Had a 6/13 launch.....We went to the Owyhee instead. Great trip. Came back and heard rumors there was a drowning middle to end of last week. Just wondering if the rumors were true, and if any details were available.


----------



## fiya79 (Feb 9, 2010)

Idaho whitewater yahoo group postings suggest it is true. Murph's hole is the suspect. I bailed and went to the payette system. Great water over there right now.

No details were forthcoming.


----------



## wildh2onriver (Jul 21, 2009)

According to a post at idahowhitewater a passenger fell into the river at Murph's Hole. CPR was initiated within approx 5 minutes, but the victim was non-responsive. Very sad.


----------



## Fallingup (Feb 27, 2010)

Sad to hear that. I think "carvedog" had a 6/15 launch. I am sure they will release details soon.


----------



## carvedog (May 11, 2005)

Yes we did launch the day before the group who had the fatality. Not sure the whole circumstances but we did visit with the crew of Boise boaters who did the recovery. Sounded like a heart attack at Murphs though as has been speculated. 

They helped us out on getting our cars out to Stanley. It was still a bit nasty on the pass to have shuttle drivers be responsible for getting through the slush. Really nice crew, they wouldn't take a penny as thanks for saving us $300 to $400 or three hours of driving to get our cars out. 

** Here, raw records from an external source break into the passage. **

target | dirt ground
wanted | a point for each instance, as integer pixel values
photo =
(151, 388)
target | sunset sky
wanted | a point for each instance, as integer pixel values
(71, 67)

It was a gorgeous morning on a beautiful day in one of the best places on earth. Small consolation to those who lost a friend, father and partner. 
Sincere condolences to the family and friends of a good man. 
RIP


----------



## BmfnL (May 23, 2009)

Just back from a long, amazing Middle Fork trip. We launched the 17th. This incident had occurred the day before. We were very sad (and a little rattled) to hear it. We met briefly at Loon springs with the members of the party who continued on. They did not have much to say and we did not pry, but they said it was indeed a heart attack and that another member had a scary coronary episode while humping gear out to an airstrip afterward. We felt for them and wished them a good rest of the trip.


----------